Sebuah karikatur muncul di Perancis ditahun 1898 yang menggambarkan seorang Yahudi sedang menggenggam dunia, bahkan ada pula gambar seekor gurita raksasa yang mencengkram dunia. Ternyata karikatur tersebut muncul dari golongan antisemit, yang sangat anti terhadap keberadaan Yahudi dimuka bumi.
Professor Dietz Bering dari Universitas Cologne Jerman, mencermati kecenderungan antisemit melihat Yahudi tidak parsial melainkan secara keseluruhan bahwa Yahudi mempunyai kecenderungan untuk merusak secara alamiah.
Sesungguhnya bersikap sebagai antisemit merupakan suatu kekeliruan, karena hal tersebut tidak dibenarkan dalam nilai – nilai kemanusiaan maupun agama manapun. Meskipun kita tidak sepakat dengan paham antisemit, tetapi karikatur seperti yang dicontohkan diatas merupakan cerminan pada zaman sekarang, Yakni mereka mencoba menguasai sektor – sektor sentral dan strategis, yang konon adanya larangan - larangan terhadap mereka untuk mempunyai pekerjaan tertentu.
Perilaku keturunan Yahudi yang telah sukses dalam memusatkan pada penguasaan media massa sebagai contoh Rupert Murdoch, Reuter, Assosiated Press, United Press International, Times, dan Reuter yang didirikan oleh Yahudi Jerman bernama Julius Paul Reuter yang bernama asli Beer Josaphat. Dan buku-buku secara international dengan kendali jaringan para pemodal Yahudi seperti Viacom, Turner, dsb. Tujuannya adalah untuk mengendalikan opini publik internasional.

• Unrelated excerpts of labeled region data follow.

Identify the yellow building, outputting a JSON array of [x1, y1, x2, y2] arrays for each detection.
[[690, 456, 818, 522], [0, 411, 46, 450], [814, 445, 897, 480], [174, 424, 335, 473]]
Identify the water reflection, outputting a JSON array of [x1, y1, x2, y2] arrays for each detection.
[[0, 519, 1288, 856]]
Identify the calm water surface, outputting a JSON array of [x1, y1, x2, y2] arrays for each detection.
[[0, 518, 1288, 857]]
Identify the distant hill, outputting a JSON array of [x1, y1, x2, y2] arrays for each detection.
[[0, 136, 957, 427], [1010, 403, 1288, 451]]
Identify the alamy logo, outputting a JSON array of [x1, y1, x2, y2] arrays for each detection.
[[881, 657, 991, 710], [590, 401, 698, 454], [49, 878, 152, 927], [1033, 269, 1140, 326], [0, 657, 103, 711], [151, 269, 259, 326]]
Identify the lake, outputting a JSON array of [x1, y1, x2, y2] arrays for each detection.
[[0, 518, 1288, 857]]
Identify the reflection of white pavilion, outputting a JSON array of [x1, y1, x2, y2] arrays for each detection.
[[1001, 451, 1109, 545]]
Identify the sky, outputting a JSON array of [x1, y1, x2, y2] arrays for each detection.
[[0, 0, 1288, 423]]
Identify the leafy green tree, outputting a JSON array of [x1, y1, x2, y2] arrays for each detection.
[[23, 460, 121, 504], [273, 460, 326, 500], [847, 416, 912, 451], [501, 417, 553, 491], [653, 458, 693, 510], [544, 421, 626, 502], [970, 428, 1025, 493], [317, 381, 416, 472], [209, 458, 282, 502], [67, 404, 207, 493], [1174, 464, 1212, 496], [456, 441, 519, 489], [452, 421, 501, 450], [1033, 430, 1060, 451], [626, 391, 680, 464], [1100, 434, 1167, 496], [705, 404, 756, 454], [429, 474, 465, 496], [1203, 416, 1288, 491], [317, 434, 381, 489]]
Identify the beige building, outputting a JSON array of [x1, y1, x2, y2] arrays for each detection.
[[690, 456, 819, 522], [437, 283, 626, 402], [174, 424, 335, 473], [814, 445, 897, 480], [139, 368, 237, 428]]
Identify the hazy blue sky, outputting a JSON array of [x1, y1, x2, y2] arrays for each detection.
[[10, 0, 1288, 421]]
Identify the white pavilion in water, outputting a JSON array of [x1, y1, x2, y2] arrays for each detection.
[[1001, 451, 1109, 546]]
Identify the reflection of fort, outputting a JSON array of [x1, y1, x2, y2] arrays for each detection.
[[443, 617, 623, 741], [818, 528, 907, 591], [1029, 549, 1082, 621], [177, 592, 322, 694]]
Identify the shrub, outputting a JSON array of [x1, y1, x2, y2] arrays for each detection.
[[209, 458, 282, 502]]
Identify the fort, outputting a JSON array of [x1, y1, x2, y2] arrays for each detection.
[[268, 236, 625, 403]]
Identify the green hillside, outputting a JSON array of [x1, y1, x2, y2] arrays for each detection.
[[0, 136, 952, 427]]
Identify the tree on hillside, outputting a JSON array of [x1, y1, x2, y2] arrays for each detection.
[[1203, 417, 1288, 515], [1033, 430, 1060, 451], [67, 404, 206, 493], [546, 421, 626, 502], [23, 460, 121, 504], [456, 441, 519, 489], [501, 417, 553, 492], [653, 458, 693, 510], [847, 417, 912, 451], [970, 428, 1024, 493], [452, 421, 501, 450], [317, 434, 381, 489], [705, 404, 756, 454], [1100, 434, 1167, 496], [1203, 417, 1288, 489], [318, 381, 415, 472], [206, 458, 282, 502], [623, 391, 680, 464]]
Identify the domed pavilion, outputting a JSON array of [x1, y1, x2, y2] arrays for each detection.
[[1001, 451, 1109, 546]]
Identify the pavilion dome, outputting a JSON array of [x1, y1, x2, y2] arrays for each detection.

Sebuah tulisan berjudul “The Israel Lobby” di London Review of Books, sebuah jurnal yang dari dua orang akademisi Amerika, Stephen Walt, guru besar di Harvad University, serta John Mearsheimer dari the University of Chicago. Israel diakui Walt dan Mearsheimer mempunyai kekuatan lobi di mata Amerika. Salah satu lembaga lobi kuat yang dikenal sangat pro Yahudi di Amerika adalah AIPAC (American Israel Public Affairs Committee). Lobi itu sesungguhnya adalah lembaga terbuka yang terdiri dari sejumlah organisasi dan beberapa orang dari berbagai latar belakang. Di antara mereka tidak semuanya adalah pengikut Yahudi, tetapi pro dengan Yahudi. Adanya kekuatan lobi yang diakui oleh para akademisi dan politisi di Amerika ini, dengan sendirinya meruntuhkan argumen-argumen yang selama ini berkembang tentang serangan Israel.

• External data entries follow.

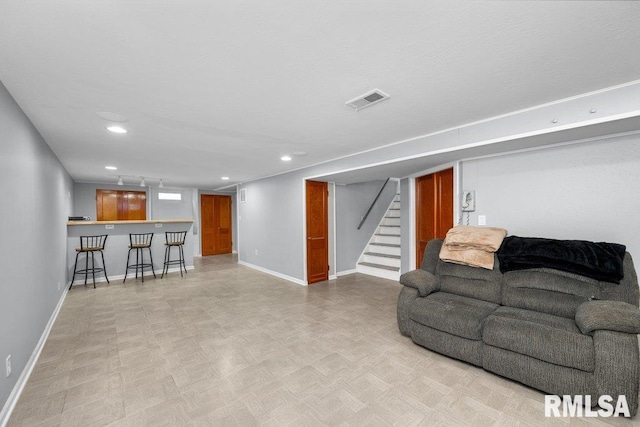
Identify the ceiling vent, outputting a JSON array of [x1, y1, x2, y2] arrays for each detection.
[[347, 89, 389, 111]]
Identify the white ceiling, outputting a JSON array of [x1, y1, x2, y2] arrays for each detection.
[[0, 0, 640, 189]]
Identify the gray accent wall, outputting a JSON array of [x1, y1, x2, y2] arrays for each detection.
[[462, 134, 640, 267], [0, 83, 73, 407], [335, 181, 398, 273]]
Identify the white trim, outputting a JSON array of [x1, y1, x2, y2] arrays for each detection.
[[67, 266, 195, 287], [238, 261, 307, 286], [407, 178, 417, 271], [457, 130, 640, 163], [302, 178, 309, 286], [327, 182, 338, 280], [0, 282, 69, 427], [336, 268, 358, 277]]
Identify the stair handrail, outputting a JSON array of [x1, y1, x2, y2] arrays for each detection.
[[358, 178, 391, 230]]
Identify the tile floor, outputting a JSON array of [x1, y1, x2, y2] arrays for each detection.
[[9, 255, 638, 427]]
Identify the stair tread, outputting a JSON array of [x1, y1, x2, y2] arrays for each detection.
[[369, 242, 401, 248], [364, 252, 400, 259], [358, 262, 400, 271]]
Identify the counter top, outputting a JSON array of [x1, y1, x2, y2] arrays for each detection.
[[67, 219, 193, 226]]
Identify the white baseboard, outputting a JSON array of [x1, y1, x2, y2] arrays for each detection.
[[67, 265, 195, 287], [0, 282, 69, 427], [238, 261, 307, 286], [336, 268, 358, 277]]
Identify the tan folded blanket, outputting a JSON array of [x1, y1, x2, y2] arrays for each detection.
[[440, 245, 493, 270], [443, 225, 507, 252]]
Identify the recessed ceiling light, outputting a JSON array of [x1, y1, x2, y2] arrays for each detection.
[[107, 125, 128, 133], [96, 111, 129, 122]]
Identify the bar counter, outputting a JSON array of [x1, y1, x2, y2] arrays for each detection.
[[67, 219, 195, 285]]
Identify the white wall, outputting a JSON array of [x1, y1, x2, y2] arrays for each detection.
[[0, 83, 73, 418], [462, 135, 640, 262]]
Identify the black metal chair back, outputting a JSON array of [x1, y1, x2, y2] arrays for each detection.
[[129, 233, 153, 248], [80, 234, 108, 252], [164, 231, 187, 246]]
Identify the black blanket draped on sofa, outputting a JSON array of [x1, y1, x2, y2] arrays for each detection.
[[497, 236, 626, 283]]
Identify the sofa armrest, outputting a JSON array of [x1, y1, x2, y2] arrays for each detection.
[[400, 269, 438, 297], [576, 300, 640, 334]]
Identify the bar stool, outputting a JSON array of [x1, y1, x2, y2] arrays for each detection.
[[160, 231, 187, 279], [122, 233, 156, 283], [69, 234, 109, 289]]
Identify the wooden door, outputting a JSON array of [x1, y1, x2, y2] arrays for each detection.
[[200, 194, 233, 256], [306, 181, 329, 284], [96, 190, 122, 221], [96, 189, 147, 221], [122, 191, 147, 220], [416, 168, 453, 266]]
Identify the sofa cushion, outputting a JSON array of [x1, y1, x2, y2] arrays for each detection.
[[482, 307, 595, 372], [409, 292, 498, 340], [502, 269, 604, 319]]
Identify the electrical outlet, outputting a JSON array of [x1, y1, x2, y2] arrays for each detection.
[[462, 190, 476, 212]]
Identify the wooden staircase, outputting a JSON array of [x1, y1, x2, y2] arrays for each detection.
[[356, 194, 401, 280]]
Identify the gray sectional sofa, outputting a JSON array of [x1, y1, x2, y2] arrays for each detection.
[[398, 239, 640, 416]]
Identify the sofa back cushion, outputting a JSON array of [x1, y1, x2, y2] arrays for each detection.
[[502, 254, 638, 319], [436, 255, 502, 304]]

Seiring kesuksesan yang dicapai oleh orang ataupun keturunan Yahudi dengan strategi yang sistematik, timbul suatu wacana akan kecerdasan mereka antara mitos dan hasil dari proses yang didukung dengan tradisi mereka.
Faktor Lingkungan
Imigrasi besar – besaran yang dilakukan bangsa Yahudi dari daerah mayoritas Arab pada tahun 722 SM menuju negara Eropa Barat dan Timur ternyata tidak disambut baik oleh komunitas Eropa saat itu. Mereka dituntut untuk dapat bertahan ditempat penampungan kumuh Yahudi (di ghetto) dimana mereka hanya dapat berinteraksi dengan sesama mereka, tekanan, intimidasi sikap rasis yang diterima bertahun – tahun lamanya, menjadikan bangsa Yahudi mau tidak mau menempa dan ditempa oleh lingkungan yang rasis, meng-upgrade mental, watak dan karakter bertarung mereka dalam menghadapi sikap apartheid yang diterima.
Hal tersebut dapat ditemui dari kehidupan seorang filsuf politik Yahudi Hannah Arendt yang ditelusuri oleh Maurizio P d’Enteves. Arendt berpendapat bahwa sebuah masa dimana masa lalu tidak lagi membawa kepastian evaluasi, setiap individu yang memulai hidup baru dari kekerasan yang didapat akan kehilangan standar dan nilai – nilai tradisional mereka, sehingga yang harus dilakukan ialah mencari dasar – dasar manusia yang baru. Kemampuan beradaptasi yang dibangun dari keadaan yang represif ternyata menguntungkan kaum Yahudi menjadi individu – individu yang unggul.
Faktor Genetik
Dalam waktu yang relatif singkat individu Yahudi yang mempelajari bidang profesi hukum, dokter dan bisnis bahkan hingga politikus tumbuh sebagai tokoh yang dihormati dibidangnya. Sebagai contoh Albert Einstein, Sigmund Freud, Noam Chomsky, Saul Bellow, Paul Wolfowitz, Alan Greenspan, George Soros, Baruch Blumberg, dsb. Fenomena individu Yahudi unggul itu semakin diperkuat dengan adanya penelitian tingkat tes IQ rata - rata Yahudi diaspora yang tinggi.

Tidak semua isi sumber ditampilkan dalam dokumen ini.